Using this hole any arbitrary website you visit can request pages from arbitrary other websites *through your browser*, that means including sites to which you may be logged in at the time. For example, your bank account, paypal account, ebay account. They don't even *need* to steal your password if you still have open sessions at sites that matter...

I rather fail to see how this is "not really dangerous at all"!

Re:Firefox

[gkhan1]

He has made 291 comments in the past. He has a number of fans and a number of freaks. He has made comments that some people like and some people don't like, and no matter what he stands for it, by using his account. You're a coward because you make trollish comments and don't have the balls to stand for what you say. You're worried that some people might use your comments against you in a future discussion, or you're worried that this might harm your karma.

The difference? He's a man that's not afraid to stand by what he said, you're a small boy that runs around a creates a mess and then blames some one else. If you have any sort of backbone and not a spine made of jello, you should reveal your username. No? I figured you wouldn't.

Re:Actually, what's wrong with http? its overloade

[Anonymous Coward]

It's funny to see how snotty the purists get when their tech is hacked and abused to do things it wasn't "intended" to do. Especially when these same folk revel in doing it to other things.

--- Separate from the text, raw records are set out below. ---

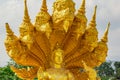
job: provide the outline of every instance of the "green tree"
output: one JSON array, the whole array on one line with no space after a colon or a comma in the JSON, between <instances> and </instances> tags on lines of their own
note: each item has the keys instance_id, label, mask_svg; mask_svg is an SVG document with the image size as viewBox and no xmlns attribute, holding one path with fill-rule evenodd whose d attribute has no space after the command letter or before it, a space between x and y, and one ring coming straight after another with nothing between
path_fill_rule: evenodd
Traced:
<instances>
[{"instance_id":1,"label":"green tree","mask_svg":"<svg viewBox=\"0 0 120 80\"><path fill-rule=\"evenodd\" d=\"M120 62L116 61L114 63L115 66L115 77L116 79L120 79Z\"/></svg>"},{"instance_id":2,"label":"green tree","mask_svg":"<svg viewBox=\"0 0 120 80\"><path fill-rule=\"evenodd\" d=\"M21 80L19 79L14 72L10 69L10 66L0 68L0 80Z\"/></svg>"}]
</instances>

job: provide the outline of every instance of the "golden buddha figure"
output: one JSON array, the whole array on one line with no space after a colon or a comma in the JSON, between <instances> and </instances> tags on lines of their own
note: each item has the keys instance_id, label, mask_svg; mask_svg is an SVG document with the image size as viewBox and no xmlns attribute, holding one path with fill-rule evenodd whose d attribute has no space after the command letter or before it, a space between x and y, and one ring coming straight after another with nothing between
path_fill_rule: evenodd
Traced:
<instances>
[{"instance_id":1,"label":"golden buddha figure","mask_svg":"<svg viewBox=\"0 0 120 80\"><path fill-rule=\"evenodd\" d=\"M96 9L87 25L85 1L75 14L73 0L55 0L53 14L47 12L46 0L32 24L24 0L24 18L20 36L14 35L6 24L7 54L29 69L11 67L23 80L98 80L95 67L106 59L108 30L98 41ZM57 44L57 45L56 45ZM84 62L83 62L84 61ZM99 78L100 79L100 78Z\"/></svg>"},{"instance_id":2,"label":"golden buddha figure","mask_svg":"<svg viewBox=\"0 0 120 80\"><path fill-rule=\"evenodd\" d=\"M73 74L63 68L63 50L57 48L52 52L51 68L39 68L38 80L75 80Z\"/></svg>"}]
</instances>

Seriously, get with the fucking program - the people have spoken and this is what they want. No one gives a fuck all about HTTP being for text only. Shut up or get off.

Re:Let's be fair

[poulbailey]

Not only is IE7 not a "rewrite" as some claimed

That's the second time you've said this. Who exactly claimed IE7 was a rewrite? Microsoft or the voices in your head?

Its not true

[Ultragames]

Here is the line of code they use to get the source of the said 3rd party page: request.open('GET', 'http://secu'+'nia.com/ie_redir_test_1/?' + Math.random(), true); Here is why this 'bug' does not do what they say it does: The browser does not allow AJAX style connetions to any domain outside of the one you are currently on. To 'get around this' Secunia has connected to a page on thier server which then goes and gets the code. Probaly using a readfile command. Here is why this is NOT a browser bug: The page that they are calling is on thier server which means that it does not have your cookies or your session data. The server page that they are opening can only view the page from the stand point of an not-logged-in user. This isn't a new trick that Secunia just invented, it is used quite often to get data from other websites. But the only way to log into another website in this manner is the have the server side page open a socket into that 3rd party page. This cannot be done, again, because their server does not have your cookie data. This is not a browser bug.

Re:two words

[PhrostyMcByte]

How much you want to bet this guy found the vuln weeks ago, but held off on releasing it so he could brag that he discovered the first IE7 vuln, and it only took him less than 24hr!

Re:two words

[PylonHead]

Yes, you're right.. it is traditional when releasing a new version of software to THROW OUT ALL YOUR CODE AND START OVER FROM SCRATCH.

I love it when people in the cake decorating industry post to slash dot.